Great that you got your little one in on the game. My middle daughter was all into games until she turned 12. Now, it's my 3 year old boy. He helps move ships, and completely enjoys moving the asteroids. True random movement!
For smaller missles, a la rocket size, I generally use the standard battery design rules. For larger ordinance, such as torpedo to ICBM size, I use seekers.
It depends a lot on your given background or flavor of the universe in which you're playing. For example, some Anime missiles fire in big packs much like a flight of seekers, but they're susceptible to intercept fire from point defense systems. In other Anime shows, those very same missiles are simply too smart/small/agile to be shot down. Thus, in Starmada, you could model them effectively either way.
I think, in many ways, we often tend to design weapons and/or ships to power game in the larger metagame, and forget the joys that come from using a set of limitations by common agreement to model a particular universe or story. This is especially true when designing ships/weapons for open gaming or ships to go against official published designs.
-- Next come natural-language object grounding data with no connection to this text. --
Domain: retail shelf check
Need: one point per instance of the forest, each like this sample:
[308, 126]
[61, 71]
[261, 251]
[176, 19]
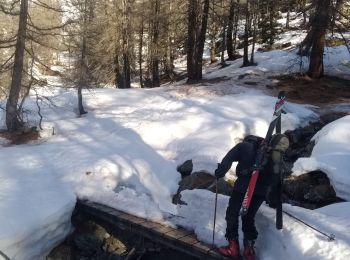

Conversions from one system to another are particularly prone to this. We tend to design the LARGEST ships to fit our perceptions and desired weapons load out instead of finding the smallest and most efficient design that captures the flavor of the original design or miniature used. This represents more of a focus on cause instead of effect. The ORAT, DRAT, and CRAT all help address balance, but sometimes it seems like a ship with a 200 rating is measureabley more effective than two ships of 100 each.
One of the cool ways that I've seen to address this type of thing during an open design campaign is to use resource points of some sort, keep track of different marks of ships, and design and deploy upgraded/updated/refitted ships so that the players can respond to each other's different strategies, just like historically happens!
Incidently, I agree on the H&C flavor text. I have just assumed that each fleet has a 'subsystem name' for any given type of beam weapon, much like we do in modern weaponry by assigning a system name. Sidewinder, sparrow, RAM, TOW, Patriot and Javelin are all modern missile examples.